Crepitus (mythology) - in Baudelaire

In Baudelaire

Baudelaire criticised both the need of religion and the mediocrity of neopagan artists in a text entitled "L'École païenne" ("The Pagan School"):

Pastiche ! pastiche ! Vous avez sans doute perdu votre âme quelque part, dans quelque mauvais endroit, pour que vous couriez ainsi à travers le passé comme des corps vides pour en ramasser une de rencontre dans les détritus anciens ? Qu'attendez-vous du ciel ou de la sottise du public ? Une fortune suffisante pour élever dans vos mansardes des autels à Priape et à Bacchus ? Les plus logiques d'entre vous seront les plus cyniques.
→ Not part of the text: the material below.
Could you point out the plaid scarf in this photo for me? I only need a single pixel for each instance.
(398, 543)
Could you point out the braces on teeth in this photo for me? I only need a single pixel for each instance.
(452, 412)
Ils en élèveront au dieu Crepitus.
"Pastiche! pastiche! You must have all surely lost your soul somewhere, in some bad place, to be thus running now through the past as emptied carcasses, trying to pick one up from the ancient detritus on stumbling on it by haphazard. Have you not? What are you expecting of the heavens or the folly of the public? Could it be a fortune swollen enough to raise altars to Priapus and Bacchus upon your mansard roofs? The most sane amongst you shall be those most cynical: they shall raise it in honour of the god Crepitus."